To Check out SSDP and support our efforts:

https://ssdp.org/blog/student-led-nonprofit-fights-the-dea-in-court-in-effort-to-preserve-access-to-vital-research-chemicals-with-promising-medical-potential/

On Friday August 26, 2022, the Drug Enforcement Administration withdrew proposed Schedule 1 status for 2,5-dimethoxy-4-iodoamphetamine (DOI) and 2,5-dimethoxy-4-chloroamphetamine (DOC).

The notice states that “The Drug Enforcement Administration (DEA) is withdrawing a proposed rule that was published in the Federal Register on April 11, 2022, which proposed to place two phenethylamine hallucinogens in Schedule I of the Controlled Substances Act.”

In a previous post of mine, I talked about the recent DEA withdrawal of another proposed rule to schedule five tryptamine psychedelics. The unprecedented withdrawal of that rule happened just weeks before the original scheduled pre-hearing for DOI and DOC. The August pre-hearing was pushed back 30 days due to filing from Panacea Plant Sciences challenging the DEA not following proper procedure for posting dates publicly. Then, on August 26th, just one month before the rescheduled pre-hearing, the proposed rule was withdrawn.

The last blog we wrote about these cases focused a lot on how the DEA has the power to regulate psychedelics, but this post is going to focus more on the lack of evidence for scheduling and what these withdrawals mean for the future.

The challenging of the DEAs proposed rule came full force. The large community of researchers and students logged individual public comments, as well as as signed petitions circulated by VCU students and Michael Cunningham of Gilgamesh Pharmaceuticals. Other companies, such as Panacea Plant Sciences, filed a request for hearing. Co-chairs of the Students for Sensible Drug Policy (SSDP) Scientific Policy Council, Lindsey Galbo (Wake Forest University School of Medicine) and Elijah Ullman (Emory University) and Danny J. Lustberg, PhD, along with Anousheh Bhakti-Suroosh (Salk Institute), and Alaina Jaster (Virginia Commonwealth University) filed a motion with the DEA for a hearing on the manner to prevent the proposed Schedule 1 status from going forward.

Why do we care?

DOI is an unscheduled high affinity, high potency partial agonist for the serotonin ( 5-HT2A) receptor, that is used mainly in scientific research. DOI has been very rarely used recreationally, unlike one of it’s analogue DOM. DOI has been extensively researched for it’s pharmacology and its ability to produce measurable behaviors as a proxy of psychedelic action in animals. DOC, also on the scheduling docket, is a close derivative of DOI and DOM, but is less common.

Despite the use of DOI as an important research tool, the DEA still attempted to claim that this compound has “high abuse potential” and poses a public health concern. The evidence provided by the DEA was found to be less than substantial to justify Schedule I status.

One of the main assays used by the governing bodies to analyze drugs for scheduling is the drug discrimination task. This task has been historically considered the “golden standard” for identifying abuse potential. The paradigm involves training an animal to press a lever in response to how they “feel” when injected with a known drug, like LSD. After the animal is trained, the researcher will give the animal a different drug to see if the animal can identify whether the drug in question is similar to the one they were trained to press the lever with. The animal is not administering the drug to itself, or facilitating any rewarding stimulation by pressing the lever. They are simply just associating their response to one drug with another.

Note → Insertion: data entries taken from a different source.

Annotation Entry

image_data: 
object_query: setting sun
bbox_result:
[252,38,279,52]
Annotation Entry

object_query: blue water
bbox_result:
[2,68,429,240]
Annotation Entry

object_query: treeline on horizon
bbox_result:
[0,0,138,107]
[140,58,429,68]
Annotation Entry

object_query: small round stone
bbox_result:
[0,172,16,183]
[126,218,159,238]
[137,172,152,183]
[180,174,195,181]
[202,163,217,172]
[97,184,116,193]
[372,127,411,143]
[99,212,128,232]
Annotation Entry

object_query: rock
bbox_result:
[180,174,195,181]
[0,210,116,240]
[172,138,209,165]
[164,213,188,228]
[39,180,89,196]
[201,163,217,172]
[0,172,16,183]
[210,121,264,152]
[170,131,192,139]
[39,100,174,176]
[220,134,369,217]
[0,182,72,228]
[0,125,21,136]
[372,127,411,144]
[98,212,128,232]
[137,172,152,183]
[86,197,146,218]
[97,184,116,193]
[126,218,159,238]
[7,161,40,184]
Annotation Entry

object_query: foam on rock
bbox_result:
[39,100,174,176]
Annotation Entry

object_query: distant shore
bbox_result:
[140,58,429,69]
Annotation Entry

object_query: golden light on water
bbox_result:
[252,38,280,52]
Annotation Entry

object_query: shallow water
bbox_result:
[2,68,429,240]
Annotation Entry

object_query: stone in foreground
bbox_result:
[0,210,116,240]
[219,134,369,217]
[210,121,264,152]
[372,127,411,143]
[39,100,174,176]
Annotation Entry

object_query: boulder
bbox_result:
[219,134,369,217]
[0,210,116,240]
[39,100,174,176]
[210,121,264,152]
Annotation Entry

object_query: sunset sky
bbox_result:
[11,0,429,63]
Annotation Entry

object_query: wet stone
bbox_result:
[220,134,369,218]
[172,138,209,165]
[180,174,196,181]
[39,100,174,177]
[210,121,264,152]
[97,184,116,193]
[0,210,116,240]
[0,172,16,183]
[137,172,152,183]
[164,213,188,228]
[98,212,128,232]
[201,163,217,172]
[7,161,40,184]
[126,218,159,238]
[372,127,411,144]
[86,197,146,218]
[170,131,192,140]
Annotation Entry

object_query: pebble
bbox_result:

The task is more telling of how compounds are pharmacologically similar, but since the compounds typically assessed using this paradigm are already considered “drugs of abuse” by the governing bodies, there is no way for compounds to be tested in this paradigm and not be considered “drugs of abuse.”

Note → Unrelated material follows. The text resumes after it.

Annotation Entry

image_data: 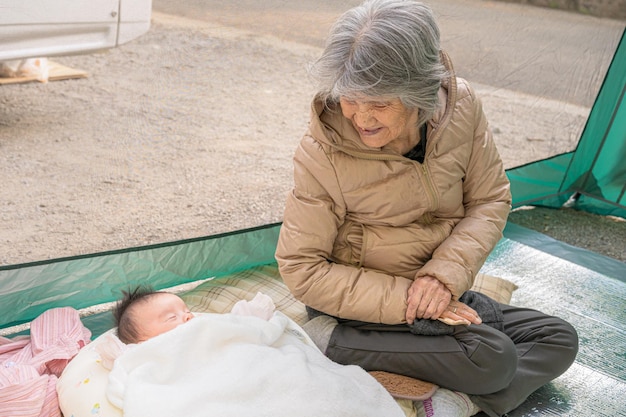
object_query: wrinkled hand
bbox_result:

What does this mean for the future?

Well, the optimist in all of us would like to think this victory indicates a shift in how the DEA will handle psychedelics. But it’s all going to depend on what they do next. In the statement regarding the withdraw of the proposed rule for DOI, they state they will be “publishing a new proposed rule using an amended procedure.”

What this new procedure is, we can only speculate but there are some ideas about how the DEA will go about psychedelic drug scheduling as we move forward. One huge factor to this is the Biden administration stating they are hoping to approve MDMA and Psilocybin for psychotherapy within the next two years which will be headed by a task force of government officials. This huge announcement happened around the same time the tryptamine case was thrown out. With the changing landscape on psychedelics and their medical uses we can expect some changes in policy. What could that look like?

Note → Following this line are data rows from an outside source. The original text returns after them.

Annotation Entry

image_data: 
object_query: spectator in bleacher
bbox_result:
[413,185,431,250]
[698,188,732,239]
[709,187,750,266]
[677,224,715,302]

1. Continued bifurcated scheduling of compounds like we see with medically approved compounds based off “drugs of abuse.” This is when the drugs, substances or specific chemicals used to make a preparation are classified differently depending on the “acceptablility,” whether that be medically or socially. For example: heroin is schedule I, oxycodone is schedule II, Tylenol with codeine is schedule III and tramadol is schedule IV, but they are all classified as opioids. That is a perfect example of this scheduling concept.
2. Placing psychedelics and new schedules in schedule IV. This would be optimal because this lends to the idea that these compounds have medicinal value and have low potential for abuse. While DOI and DOC are not approved for medical use, but neither is etizolam, a compound related to benzodiazepines. Psilocybin has also been predicted to be put into Schedule IV, so this would be consistent.
3. The DEA comes back with the amended procedure, that could quite possibly have what they consider more evidence to schedule compounds at schedule I as originally proposed. This is probably unlikely because the current positive publicity for psychedelics and backing by congress and government officials would make severe scheduling and therefore the DEA very unpopular and not highly favored.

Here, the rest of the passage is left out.